La santé est une mission régalienne. Il appartient à l'État d'assurer le cadre général de la protection des Français dans le domaine de la lutte contre les épidémies. Vous avez créé l'état d'urgence sanitaire, qui s'imposera à nouveau dans les semaines à venir et sera probablement accompagné de mesures restreignant les libertés publiques, qui interpellent la population. Celle-ci n'accepterait pas de la même façon un nouveau confinement, dans un cadre général de restriction des libertés publiques. Nous le voyons depuis une semaine dans les territoires d'outre-mer : depuis l'annonce du couvre-feu, les mouvements des gilets jaunes se réorganisent autour des mairies et des préfectures. Une partie de la population peut manifester son désaccord auprès des élus locaux pour marquer son opposition aux décisions de l'État. Je réaffirme la grande disponibilité des maires de France, aux côtés de l'État, pour accompagner les mesures qui seront prises, même si elles sont douloureuses. Toutefois, ils ne sauraient en assumer la responsabilité pleine et entière, puisqu'ils n'en ont pas les moyens juridiques.

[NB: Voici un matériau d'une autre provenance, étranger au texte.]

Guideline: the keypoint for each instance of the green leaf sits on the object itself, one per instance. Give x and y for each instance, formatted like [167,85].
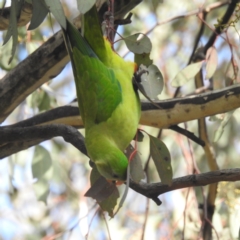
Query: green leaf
[12,29]
[55,7]
[152,81]
[143,58]
[84,6]
[104,192]
[140,46]
[40,11]
[42,163]
[45,103]
[136,170]
[35,99]
[211,62]
[224,122]
[140,136]
[186,74]
[162,159]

Si nous ne subissons plus la problématique des masques que nous avons connue lors du confinement, d'autres s'imposeront. Sur le plan économique, nous avons la certitude que la casse sera beaucoup plus forte, notamment pour ce qui concerne les biens non essentiels. Si on retrouve un cadre aussi contraignant concernant la restauration, les bars, l'hôtellerie et les commerces non essentiels, la facture sera très sévère. Il en ira de même s'agissant des associations culturelles, sociales, sportives et autres.

La facture budgétaire, comptable, à la charge des collectivités locales est considérable et est insuffisamment prise en compte par l'État. Nous prendrons, dans les jours qui viennent, des initiatives fortes. Nous solliciterons certainement le Parlement pour corriger la politique proposée par le Gouvernement en matière d'accompagnement des collectivités locales sur ce sujet.

Nous savons que les mesures prises entraîneront une augmentation de la dette de 17 points. Cela n'est possible que parce que la Banque centrale européenne (BCE) rachète toute la dette française – et la dette italienne – depuis le mois de mai et qu'elle positionnera 750 milliards d'euros sur les marchés au mois de janvier. Dès lors, nous ne comprenons pas pourquoi la revendication collective des communes, des départements et des régions de France n'est pas acceptée.

Le premier confinement coûtera environ 1 point de PIB. Quelle différence cela ferait-il pour l'État français, dans sa négociation avec Bruxelles et la BCE, d'ajouter 1 point dans la négociation de rachat de la dette ? Cela nous permettrait de protéger notre autofinancement, qui est en train de s'écraser à tous les étages. À défaut, vous pourrez voter tous les plans de relance que vous voudrez, les communes et les intercommunalités, qui constituent 60 % de l'investissement public national, ne seront pas au rendez-vous. On ne disposera plus de l'autofinancement et de l'effet de levier pour relancer la machine économique, notamment dans le domaine du bâtiment et des travaux publics.

Je profite de votre aimable invitation pour vous saisir officiellement, devant l'opinion publique, de cette problématique. Nous ne pourrons pas être au rendez-vous si on se retrouve dans le rouge ou avec un autofinancement nul. Je rappelle que, contrairement à l'État, les collectivités locales ne peuvent pas emprunter de l'argent pour financer leur fonctionnement : c'est la règle d'or de l'équilibre. Ce sujet est devant nous pour les six mois qui viennent.

Les plans sociaux commencent à arriver sur la table de discussion des élus. La dynamique économique de la relance, qui aura lieu, nous l'espérons, entre les mois de mars et de juin, risque d'être largement altérée par la détérioration très significative de nos budgets. C'est vrai pour les communes, dont la fiscalité de stocks est très altérée par la baisse des recettes ; c'est vrai pour les intercommunalités, dont la fiscalité est fondée sur l'activité économique ; c'est vrai pour les départements, dont les DMTO ont diminué ; c'est vrai enfin pour les régions, dont les recettes dépendent de la cotisation sur la valeur ajoutée des entreprises (CVAE). Il y a une négociation, mais il faudra investir.